Saturday. We woke up early, had some breakfast with Piita, scrubbed our car window, took in some groceries and gas, and headed north-west. We had a long drive ahead of us, through beautiful unspoiled land, first on the Finnish side, and then in Norway. Still on the Finnish side, we stopped over in a roadside shop, where they sold coffee and muffins, as well as postcards. I decided to send one with the aurora borealis (Northern Lights). I also saw some stuffed animals in the shop, among them a wolverine, the fascinating furry killer that doesn’t look like one, and is unfortunately near extinction. The also had a stuffed brown bear, which of course had to pose for our photos. I laid my hand in the bear claw and took a picture of that, saying “that’s Obama negotiating without preconditions to untamed dangerous world leaders in Iran and North Korea”. We fed the reindeer that lived there behind a gate. Tasos got himself a wooden mug with his name carved it in, and a reindoor bone stirring rod.

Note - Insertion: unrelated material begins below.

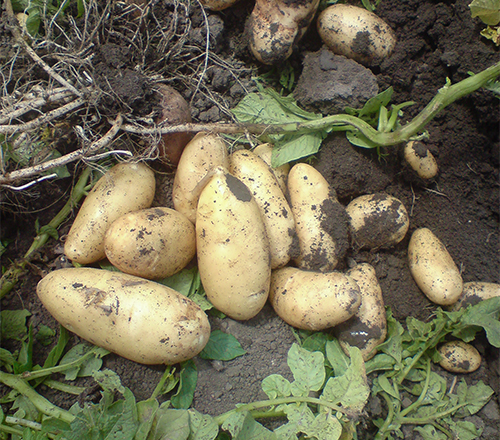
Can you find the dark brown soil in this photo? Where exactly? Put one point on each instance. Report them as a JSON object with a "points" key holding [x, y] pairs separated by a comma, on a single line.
{"points": [[436, 40]]}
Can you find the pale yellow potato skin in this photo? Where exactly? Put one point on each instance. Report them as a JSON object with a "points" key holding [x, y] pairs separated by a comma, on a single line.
{"points": [[199, 158], [138, 319], [232, 247], [433, 268], [276, 213], [356, 33], [126, 187], [309, 192], [377, 221], [265, 152], [459, 357], [313, 300], [151, 243], [368, 327]]}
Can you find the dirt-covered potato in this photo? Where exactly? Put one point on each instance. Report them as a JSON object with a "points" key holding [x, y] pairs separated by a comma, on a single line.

We crossed the border to Norway. It was the first time for all four of us to visit that country. The road to Tromsø was just terrific, and we got out of the car at the first shores, where Veronika and I tasted the water to make sure it was salty. We took some pictures there, with the beautiful background of smooth snow-covered hills and the reflecting water.

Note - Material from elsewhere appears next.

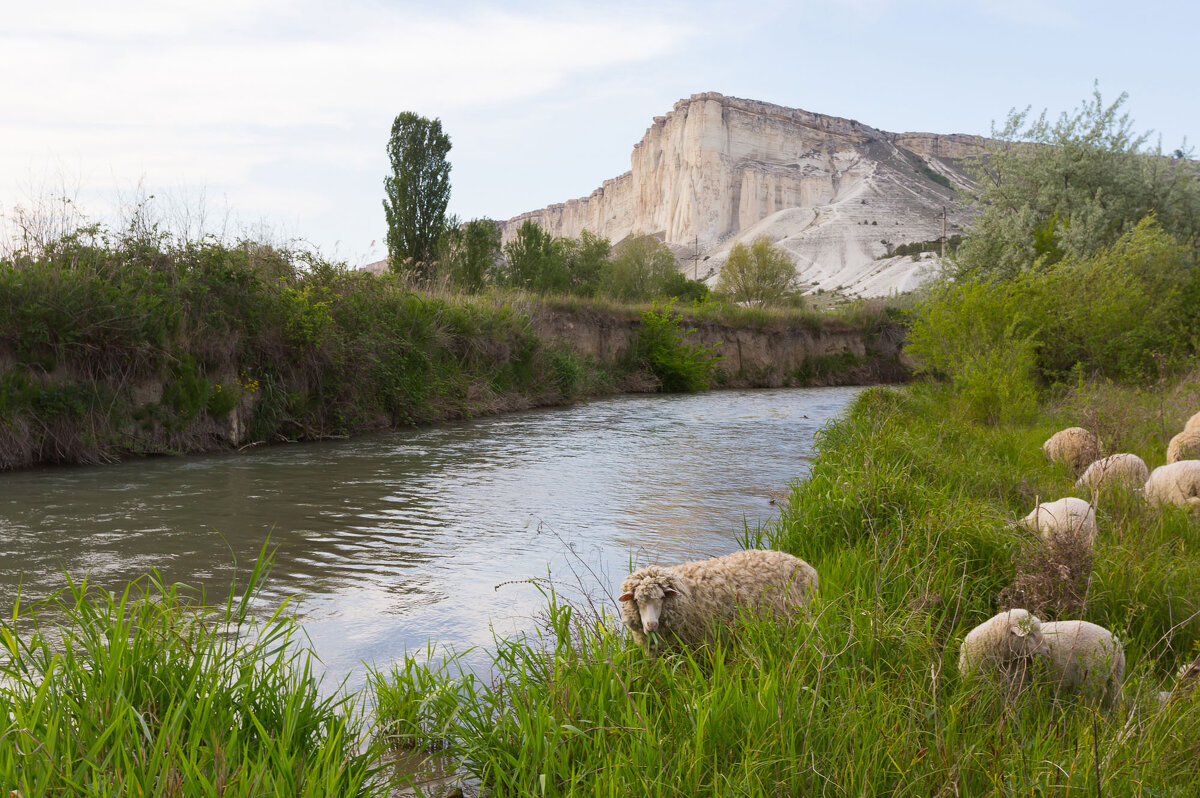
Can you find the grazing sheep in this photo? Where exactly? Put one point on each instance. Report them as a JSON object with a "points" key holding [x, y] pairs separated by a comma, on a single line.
{"points": [[1084, 657], [1175, 484], [1075, 447], [689, 601], [1062, 519], [1125, 469], [1185, 445], [1005, 646]]}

In Tromsø, after parking the car, we walked to Driv, a student’s bar with internet connection, and there we ran into Melanie, who agreed upon being our Couchsurfing host that night. We went to her place and cooked some pasta, then went out with a big group. First, we went to some party (which is usual in Norway, most likely because of the insane prices of everything with alcohol in it in pubs). We had a great time talking to various people, most of them were actually in the couchsurfing network as well. I spoke to a Palestinian who just received his degree in telemedicine from the University of Tromsø. The hospital is a reknowned centre for telemedicine (operations over long distances) probably because it is so far away from almost everything and it has numerous skilled medicins. Then there was a Brazilian biologist who wanted to travel to Spitsbergen (Svalbård), possibly with me, but soon we learned from a German biologist who had done his plant research there (yes, there grow about 100 species) that up there (80 degrees latitude) it is almost dark already, and it would be much more spectacular to go there late winter. A Kirkenes local later confirmed this. I also enjoyed the company of some Polish girls, who were great talking to. And there was Richard of course, a very young cook who had lived in France. I called him the new Bocuse, and he called me Michael Jackson’s brother, since yes I had to dance again that day.
With this group we went to a bar. Unfortunately age restrictions are very tight (and narrow-minded) and Richard was not allowed to come in. We moved on as a group to a bar called circa and had a great time there. Finally, I saw Tasos dancing as well, just like he promised us. We went home about 2am, and slept well in Melanie’s place.